A quaint view, indeed; Curtius gives the Persian casualties as 100,000 infantry and 10,000 cavalry as do Arrian and Diodorus whereas Justin has 61,000 dead inf and 40,000captured. These figures are just as ridiculous as those for the army; the Macedonians did not count the Persian dead.

Consider too, the Macedonian Army reached the Pinaros with only half an hour before sunset, since the frontline infantry were 1500 strong this means a kill rate of one man every thirty seconds assuming no approach march and a steady massacre; even against unresisting opposition this would be unachievable given the weapons being used.

As demonstrated above the stated number of casualties could not have even reached the field.

Dareios' army at Gaugamela was not raised from the survivors of Issos but from the Upper satrapies whose forces had escaped call up as too distant to reach the marshalling ground in time. He also had two years to raise them. The survivors went on to be destroyed by the native Egyptians,or crushed three times by Antigonos whose own forces cannot have been extensive; more would just have dispersed to their homes.

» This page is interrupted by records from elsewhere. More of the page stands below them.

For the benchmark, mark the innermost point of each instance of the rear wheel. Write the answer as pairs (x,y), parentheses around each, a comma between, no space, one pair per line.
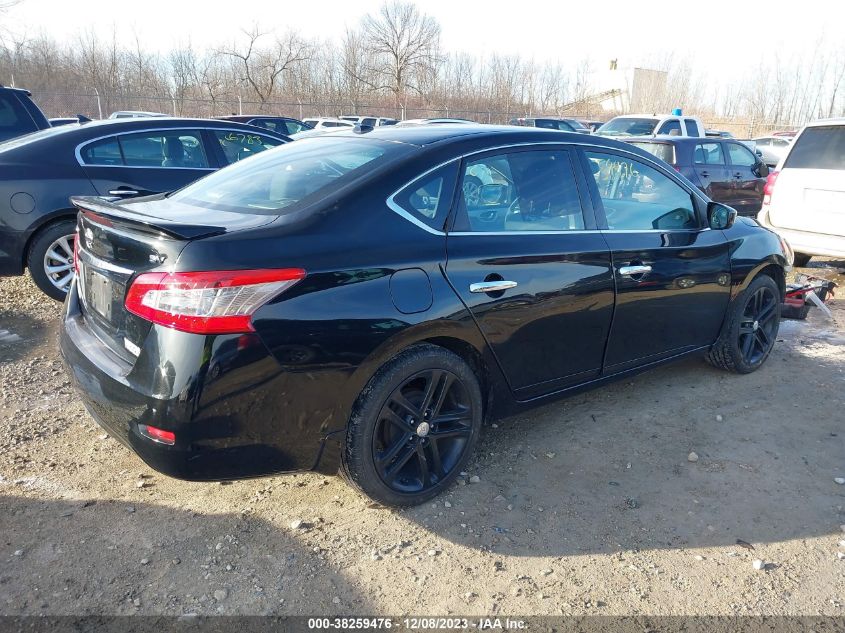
(414,427)
(801,259)
(50,259)
(750,329)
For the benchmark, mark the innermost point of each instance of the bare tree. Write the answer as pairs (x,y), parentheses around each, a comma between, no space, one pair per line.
(404,44)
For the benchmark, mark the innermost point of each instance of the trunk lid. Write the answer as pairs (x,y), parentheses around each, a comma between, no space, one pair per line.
(117,241)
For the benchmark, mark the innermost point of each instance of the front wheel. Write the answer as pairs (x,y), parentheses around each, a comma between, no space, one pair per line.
(750,329)
(50,259)
(414,427)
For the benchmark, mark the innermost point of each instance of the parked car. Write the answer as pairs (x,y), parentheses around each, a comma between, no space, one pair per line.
(565,125)
(591,125)
(726,170)
(18,113)
(370,121)
(326,123)
(382,318)
(279,124)
(718,134)
(772,148)
(119,158)
(805,196)
(648,125)
(135,114)
(434,121)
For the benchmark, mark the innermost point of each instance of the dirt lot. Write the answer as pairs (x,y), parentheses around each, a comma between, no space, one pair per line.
(588,506)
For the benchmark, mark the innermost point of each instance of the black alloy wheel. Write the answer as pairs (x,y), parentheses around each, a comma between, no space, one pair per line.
(758,327)
(422,431)
(413,427)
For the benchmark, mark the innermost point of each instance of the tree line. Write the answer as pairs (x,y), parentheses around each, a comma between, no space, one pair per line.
(393,62)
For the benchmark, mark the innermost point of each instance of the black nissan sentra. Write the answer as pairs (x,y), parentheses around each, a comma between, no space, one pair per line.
(343,303)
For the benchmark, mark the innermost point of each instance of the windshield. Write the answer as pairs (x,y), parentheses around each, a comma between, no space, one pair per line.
(663,151)
(628,127)
(36,136)
(300,172)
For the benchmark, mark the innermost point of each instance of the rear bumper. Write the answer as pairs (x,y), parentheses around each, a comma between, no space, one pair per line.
(806,242)
(226,423)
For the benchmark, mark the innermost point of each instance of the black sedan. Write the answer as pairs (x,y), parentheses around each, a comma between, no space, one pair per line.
(119,158)
(726,170)
(340,303)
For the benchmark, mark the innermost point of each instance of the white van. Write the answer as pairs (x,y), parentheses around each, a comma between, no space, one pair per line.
(651,124)
(804,197)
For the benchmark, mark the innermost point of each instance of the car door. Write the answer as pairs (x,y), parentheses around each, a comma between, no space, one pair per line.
(672,273)
(526,260)
(145,162)
(710,166)
(748,181)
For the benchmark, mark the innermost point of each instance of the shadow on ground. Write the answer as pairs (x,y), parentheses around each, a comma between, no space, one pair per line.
(83,557)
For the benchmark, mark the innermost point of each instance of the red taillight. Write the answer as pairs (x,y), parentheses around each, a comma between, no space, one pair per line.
(212,302)
(157,435)
(769,188)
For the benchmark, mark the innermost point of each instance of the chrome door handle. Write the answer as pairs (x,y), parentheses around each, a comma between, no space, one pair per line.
(630,271)
(492,286)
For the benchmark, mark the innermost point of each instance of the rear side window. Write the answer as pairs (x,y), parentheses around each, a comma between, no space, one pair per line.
(663,151)
(741,156)
(239,145)
(429,198)
(819,148)
(708,154)
(692,127)
(13,117)
(291,176)
(176,149)
(104,152)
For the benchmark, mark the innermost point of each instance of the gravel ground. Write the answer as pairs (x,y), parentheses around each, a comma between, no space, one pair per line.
(594,505)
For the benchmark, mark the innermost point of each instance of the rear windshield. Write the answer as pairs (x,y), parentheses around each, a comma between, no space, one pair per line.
(663,151)
(819,148)
(628,127)
(290,176)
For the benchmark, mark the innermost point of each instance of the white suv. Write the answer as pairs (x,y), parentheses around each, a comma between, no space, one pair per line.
(804,197)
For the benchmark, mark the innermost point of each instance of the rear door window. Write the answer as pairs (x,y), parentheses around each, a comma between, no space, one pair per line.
(172,149)
(238,145)
(820,147)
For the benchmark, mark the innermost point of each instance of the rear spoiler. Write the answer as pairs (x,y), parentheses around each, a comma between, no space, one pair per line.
(91,205)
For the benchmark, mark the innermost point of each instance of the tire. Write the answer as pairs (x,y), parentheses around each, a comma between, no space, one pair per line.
(750,328)
(395,454)
(53,248)
(801,259)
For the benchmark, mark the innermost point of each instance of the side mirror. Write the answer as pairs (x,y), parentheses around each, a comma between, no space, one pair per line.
(492,194)
(720,216)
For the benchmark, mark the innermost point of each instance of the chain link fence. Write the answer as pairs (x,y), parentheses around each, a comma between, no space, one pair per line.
(97,106)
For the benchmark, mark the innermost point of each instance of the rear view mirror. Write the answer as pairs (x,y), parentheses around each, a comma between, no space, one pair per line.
(492,194)
(720,216)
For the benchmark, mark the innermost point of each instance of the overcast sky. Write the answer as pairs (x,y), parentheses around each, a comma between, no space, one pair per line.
(725,38)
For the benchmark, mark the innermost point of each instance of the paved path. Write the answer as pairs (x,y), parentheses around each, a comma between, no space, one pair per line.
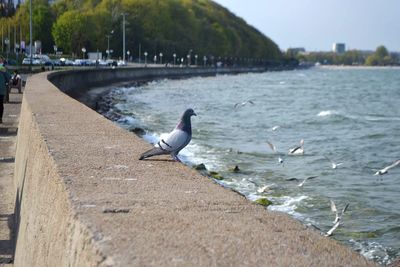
(8,134)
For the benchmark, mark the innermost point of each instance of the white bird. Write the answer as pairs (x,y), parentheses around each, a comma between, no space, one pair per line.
(273,147)
(338,218)
(299,150)
(237,105)
(334,210)
(276,127)
(263,189)
(302,182)
(333,164)
(385,170)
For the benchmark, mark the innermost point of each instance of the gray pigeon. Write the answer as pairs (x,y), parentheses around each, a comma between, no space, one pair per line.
(175,141)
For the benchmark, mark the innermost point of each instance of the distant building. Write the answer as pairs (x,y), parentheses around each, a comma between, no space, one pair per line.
(339,48)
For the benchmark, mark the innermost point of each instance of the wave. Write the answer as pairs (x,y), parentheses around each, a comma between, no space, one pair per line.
(326,113)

Numbers are important to the evaluation of military operations and hence the respective value of each commander. Far from being overconfident Darius modifies his strategy in the face of Alexander's refusal to leave Cilicia. Pressed by supply problems he successfully decieves the Macedonian as to his intentions; by sending his baggage south; a move interpreted as a move by the army and countered by Alexander's own move south. This is not hubris but sound flexible generalship; nor is the battle lost because of the narrows rather it is lost for the want of combat ready infantry; hence the move to a cavalry army at Gaugamela; though that too was insufficient to beat the best army in the world and a remarkable general.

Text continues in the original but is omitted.